Subject Area Metal-Cutting and Abrasive Manufacturing Engineering
Term from 2020 to 2024
Project identifier Deutsche Forschungsgemeinschaft (DFG) - Project number 424298653
 
The proposed project aims to research a framework for a learning 5-axis compensation of shape errors in milling processes based on a process-parallel material removal simulation and sophisticated machine learning strategies. Moreover, we aim to investigate the ability of knowledge transfer between different workpiece geometries, milling tools and machine tools for an enhanced process planning. For this purpose, we will establish a framework that encompasses the functionalities needed to support a flexible and real-time-capable filtering, fusion and storage of data streams with different characteristics.
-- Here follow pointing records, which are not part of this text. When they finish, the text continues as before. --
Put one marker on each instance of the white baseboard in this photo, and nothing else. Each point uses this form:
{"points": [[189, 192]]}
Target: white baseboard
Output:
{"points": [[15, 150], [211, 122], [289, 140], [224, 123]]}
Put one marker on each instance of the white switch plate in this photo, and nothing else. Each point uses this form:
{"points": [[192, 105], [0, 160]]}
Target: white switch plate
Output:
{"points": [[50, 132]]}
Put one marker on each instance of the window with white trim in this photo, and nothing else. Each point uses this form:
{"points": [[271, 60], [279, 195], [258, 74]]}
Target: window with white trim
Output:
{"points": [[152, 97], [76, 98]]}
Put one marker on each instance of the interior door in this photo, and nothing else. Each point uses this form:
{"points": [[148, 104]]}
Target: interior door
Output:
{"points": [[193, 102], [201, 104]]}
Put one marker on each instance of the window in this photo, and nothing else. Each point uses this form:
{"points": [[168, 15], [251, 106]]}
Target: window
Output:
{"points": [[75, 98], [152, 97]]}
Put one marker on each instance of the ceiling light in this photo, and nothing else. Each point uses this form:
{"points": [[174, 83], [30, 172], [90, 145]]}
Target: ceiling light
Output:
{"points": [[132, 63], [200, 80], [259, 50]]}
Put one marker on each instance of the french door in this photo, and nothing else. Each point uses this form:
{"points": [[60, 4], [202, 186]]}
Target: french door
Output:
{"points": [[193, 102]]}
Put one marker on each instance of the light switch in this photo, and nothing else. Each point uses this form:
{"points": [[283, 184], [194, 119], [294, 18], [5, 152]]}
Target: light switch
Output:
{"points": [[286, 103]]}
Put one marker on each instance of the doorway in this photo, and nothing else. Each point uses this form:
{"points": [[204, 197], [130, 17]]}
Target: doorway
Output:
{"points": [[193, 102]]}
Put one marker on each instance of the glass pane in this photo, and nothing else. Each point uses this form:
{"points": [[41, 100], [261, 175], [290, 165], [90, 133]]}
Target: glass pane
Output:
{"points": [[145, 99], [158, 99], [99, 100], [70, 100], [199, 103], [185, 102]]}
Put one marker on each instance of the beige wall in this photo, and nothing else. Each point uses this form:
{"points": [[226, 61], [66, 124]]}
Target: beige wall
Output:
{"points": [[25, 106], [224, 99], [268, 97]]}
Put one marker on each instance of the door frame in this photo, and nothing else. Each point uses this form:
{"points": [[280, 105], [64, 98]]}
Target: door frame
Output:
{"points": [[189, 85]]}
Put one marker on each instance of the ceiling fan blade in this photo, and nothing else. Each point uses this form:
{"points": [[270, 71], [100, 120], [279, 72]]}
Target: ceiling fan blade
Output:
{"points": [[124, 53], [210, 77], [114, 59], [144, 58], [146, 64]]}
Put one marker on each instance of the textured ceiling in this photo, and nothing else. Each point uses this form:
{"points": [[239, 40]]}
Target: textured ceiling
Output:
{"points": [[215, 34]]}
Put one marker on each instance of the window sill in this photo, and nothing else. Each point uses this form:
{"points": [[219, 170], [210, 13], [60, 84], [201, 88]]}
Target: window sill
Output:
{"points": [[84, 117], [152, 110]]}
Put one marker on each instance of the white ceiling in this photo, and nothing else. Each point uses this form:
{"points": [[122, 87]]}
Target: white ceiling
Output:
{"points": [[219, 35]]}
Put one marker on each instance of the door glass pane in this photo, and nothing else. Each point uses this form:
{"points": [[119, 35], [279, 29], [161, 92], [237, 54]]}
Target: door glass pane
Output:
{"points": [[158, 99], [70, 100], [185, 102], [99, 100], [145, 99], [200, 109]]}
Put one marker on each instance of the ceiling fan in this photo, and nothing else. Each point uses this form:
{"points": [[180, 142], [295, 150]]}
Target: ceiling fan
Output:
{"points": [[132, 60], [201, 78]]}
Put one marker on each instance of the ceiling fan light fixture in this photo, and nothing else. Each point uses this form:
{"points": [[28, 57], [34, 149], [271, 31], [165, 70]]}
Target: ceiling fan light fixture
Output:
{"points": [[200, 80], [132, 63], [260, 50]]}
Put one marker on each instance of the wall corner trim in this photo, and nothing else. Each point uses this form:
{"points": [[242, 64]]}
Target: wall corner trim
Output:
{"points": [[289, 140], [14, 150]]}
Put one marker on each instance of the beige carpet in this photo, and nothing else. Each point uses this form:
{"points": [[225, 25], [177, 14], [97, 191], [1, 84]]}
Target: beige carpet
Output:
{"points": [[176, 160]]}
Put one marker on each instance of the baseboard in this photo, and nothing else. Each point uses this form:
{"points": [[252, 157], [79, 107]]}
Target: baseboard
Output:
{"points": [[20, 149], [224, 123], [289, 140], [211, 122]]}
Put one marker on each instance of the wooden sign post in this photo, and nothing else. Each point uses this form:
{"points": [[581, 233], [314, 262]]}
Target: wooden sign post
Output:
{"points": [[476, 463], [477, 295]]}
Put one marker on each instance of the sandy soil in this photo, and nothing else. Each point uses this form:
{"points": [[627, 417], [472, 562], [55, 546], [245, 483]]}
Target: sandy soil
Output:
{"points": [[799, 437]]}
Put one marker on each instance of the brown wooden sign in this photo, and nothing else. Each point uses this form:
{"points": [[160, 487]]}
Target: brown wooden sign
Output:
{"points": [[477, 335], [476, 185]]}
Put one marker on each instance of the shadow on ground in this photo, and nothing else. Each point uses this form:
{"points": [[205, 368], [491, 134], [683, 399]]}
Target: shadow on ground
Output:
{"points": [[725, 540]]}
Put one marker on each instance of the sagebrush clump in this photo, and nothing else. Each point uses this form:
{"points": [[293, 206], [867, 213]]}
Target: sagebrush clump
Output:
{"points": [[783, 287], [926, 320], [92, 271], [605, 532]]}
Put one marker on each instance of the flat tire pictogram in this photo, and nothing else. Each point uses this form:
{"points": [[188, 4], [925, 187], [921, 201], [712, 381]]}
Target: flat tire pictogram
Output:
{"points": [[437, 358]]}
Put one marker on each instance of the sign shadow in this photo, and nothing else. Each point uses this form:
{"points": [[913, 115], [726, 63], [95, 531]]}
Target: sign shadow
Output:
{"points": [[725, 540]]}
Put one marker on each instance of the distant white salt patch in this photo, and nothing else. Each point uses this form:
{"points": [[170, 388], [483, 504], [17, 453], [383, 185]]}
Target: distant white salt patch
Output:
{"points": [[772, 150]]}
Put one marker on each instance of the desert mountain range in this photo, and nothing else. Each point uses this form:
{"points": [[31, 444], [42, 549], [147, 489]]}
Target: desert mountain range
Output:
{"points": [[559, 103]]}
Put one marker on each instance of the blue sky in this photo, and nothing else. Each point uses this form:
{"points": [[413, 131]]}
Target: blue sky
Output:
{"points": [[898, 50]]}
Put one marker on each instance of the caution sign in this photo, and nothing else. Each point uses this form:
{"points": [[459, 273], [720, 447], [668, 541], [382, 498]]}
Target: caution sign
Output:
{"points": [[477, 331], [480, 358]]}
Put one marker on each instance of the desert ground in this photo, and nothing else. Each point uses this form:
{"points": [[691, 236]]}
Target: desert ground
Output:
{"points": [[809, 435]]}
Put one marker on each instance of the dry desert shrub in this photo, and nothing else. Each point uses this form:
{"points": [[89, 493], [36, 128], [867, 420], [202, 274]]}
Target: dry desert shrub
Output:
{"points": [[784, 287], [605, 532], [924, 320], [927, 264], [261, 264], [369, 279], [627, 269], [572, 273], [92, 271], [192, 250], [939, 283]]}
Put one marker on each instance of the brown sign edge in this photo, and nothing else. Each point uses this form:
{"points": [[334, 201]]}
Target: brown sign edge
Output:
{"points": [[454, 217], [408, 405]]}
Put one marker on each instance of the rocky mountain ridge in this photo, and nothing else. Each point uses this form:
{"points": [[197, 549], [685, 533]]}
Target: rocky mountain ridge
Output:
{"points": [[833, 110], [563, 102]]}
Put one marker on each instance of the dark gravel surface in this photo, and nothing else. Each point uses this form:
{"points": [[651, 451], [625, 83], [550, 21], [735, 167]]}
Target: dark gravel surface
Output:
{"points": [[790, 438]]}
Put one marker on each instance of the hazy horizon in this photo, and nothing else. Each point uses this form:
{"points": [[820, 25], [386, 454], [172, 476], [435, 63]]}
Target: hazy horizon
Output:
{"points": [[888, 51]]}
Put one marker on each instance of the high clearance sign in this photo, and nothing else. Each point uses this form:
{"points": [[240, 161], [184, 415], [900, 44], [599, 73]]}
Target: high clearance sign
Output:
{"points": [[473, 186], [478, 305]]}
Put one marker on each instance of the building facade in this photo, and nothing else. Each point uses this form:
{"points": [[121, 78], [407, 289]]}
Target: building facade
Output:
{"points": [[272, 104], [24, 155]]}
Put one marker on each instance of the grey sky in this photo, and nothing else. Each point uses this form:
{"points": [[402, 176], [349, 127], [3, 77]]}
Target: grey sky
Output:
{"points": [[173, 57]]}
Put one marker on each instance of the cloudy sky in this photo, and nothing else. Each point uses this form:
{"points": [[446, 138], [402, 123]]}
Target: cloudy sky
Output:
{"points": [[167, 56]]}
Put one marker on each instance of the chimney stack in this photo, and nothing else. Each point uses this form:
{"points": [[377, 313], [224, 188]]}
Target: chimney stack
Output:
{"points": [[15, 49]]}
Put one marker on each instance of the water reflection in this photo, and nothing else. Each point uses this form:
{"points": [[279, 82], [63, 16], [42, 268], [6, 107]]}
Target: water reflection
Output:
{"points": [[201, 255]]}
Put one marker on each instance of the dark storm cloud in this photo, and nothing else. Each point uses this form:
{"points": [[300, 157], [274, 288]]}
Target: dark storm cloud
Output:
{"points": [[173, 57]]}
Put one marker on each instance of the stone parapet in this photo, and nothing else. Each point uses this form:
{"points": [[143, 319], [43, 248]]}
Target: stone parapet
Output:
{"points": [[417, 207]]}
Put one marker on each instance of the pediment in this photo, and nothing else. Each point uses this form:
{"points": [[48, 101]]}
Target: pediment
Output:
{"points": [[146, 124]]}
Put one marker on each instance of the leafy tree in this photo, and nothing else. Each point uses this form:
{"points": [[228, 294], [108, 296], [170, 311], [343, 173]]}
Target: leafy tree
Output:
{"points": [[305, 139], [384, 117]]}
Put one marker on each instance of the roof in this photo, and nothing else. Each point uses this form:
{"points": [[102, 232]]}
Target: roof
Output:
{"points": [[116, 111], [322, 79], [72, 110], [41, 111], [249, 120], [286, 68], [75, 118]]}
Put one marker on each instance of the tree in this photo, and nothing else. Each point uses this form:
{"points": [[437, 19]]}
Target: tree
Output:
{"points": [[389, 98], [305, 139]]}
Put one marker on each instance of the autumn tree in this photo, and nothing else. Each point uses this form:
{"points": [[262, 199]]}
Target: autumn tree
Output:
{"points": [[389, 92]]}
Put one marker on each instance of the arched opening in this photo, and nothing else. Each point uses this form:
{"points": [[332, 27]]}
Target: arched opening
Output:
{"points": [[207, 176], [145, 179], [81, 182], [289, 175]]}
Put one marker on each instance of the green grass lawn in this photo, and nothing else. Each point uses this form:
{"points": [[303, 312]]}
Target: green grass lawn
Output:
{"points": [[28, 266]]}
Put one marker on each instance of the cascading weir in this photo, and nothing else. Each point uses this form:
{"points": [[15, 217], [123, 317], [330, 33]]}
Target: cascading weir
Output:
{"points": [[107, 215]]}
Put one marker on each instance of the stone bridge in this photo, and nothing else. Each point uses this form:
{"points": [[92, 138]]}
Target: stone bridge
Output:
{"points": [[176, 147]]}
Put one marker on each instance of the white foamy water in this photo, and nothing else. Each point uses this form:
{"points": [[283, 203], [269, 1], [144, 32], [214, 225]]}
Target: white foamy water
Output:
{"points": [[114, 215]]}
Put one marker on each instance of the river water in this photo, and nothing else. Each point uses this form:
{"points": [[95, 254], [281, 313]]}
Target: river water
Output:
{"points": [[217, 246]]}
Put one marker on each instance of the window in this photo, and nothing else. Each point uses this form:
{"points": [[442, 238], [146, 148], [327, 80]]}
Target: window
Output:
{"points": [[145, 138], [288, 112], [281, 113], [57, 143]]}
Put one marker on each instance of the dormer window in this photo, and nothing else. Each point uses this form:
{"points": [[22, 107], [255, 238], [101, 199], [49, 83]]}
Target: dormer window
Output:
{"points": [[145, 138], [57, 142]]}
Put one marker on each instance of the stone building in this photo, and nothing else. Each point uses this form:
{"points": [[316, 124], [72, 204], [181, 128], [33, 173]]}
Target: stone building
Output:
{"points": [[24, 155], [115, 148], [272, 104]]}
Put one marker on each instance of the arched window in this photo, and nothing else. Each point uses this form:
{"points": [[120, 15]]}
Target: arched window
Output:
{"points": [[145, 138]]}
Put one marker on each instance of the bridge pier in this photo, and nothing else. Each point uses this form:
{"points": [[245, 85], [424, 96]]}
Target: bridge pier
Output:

Next, fundamental knowledge about the performance of different machine learning algorithms for building up process knowledge and design suitable supervised learning methods is provided. Based on this knowledge a method that identifies novel process situations automatically and decides whether a new model domain is necessary or if existing knowledge can be transferred, is researched. Finally, we plan to develop a compensation strategy for shape errors that combines an adjustment of the toolpath using 5-axis of the machine tool with a local adaption of the feed rate. Since production data is only available to a very limited extent to the scientific community, the experimental data sets and labels are made accessible online to the scientific community. This will allow other research groups to reproduce our findings and evaluate their own methods.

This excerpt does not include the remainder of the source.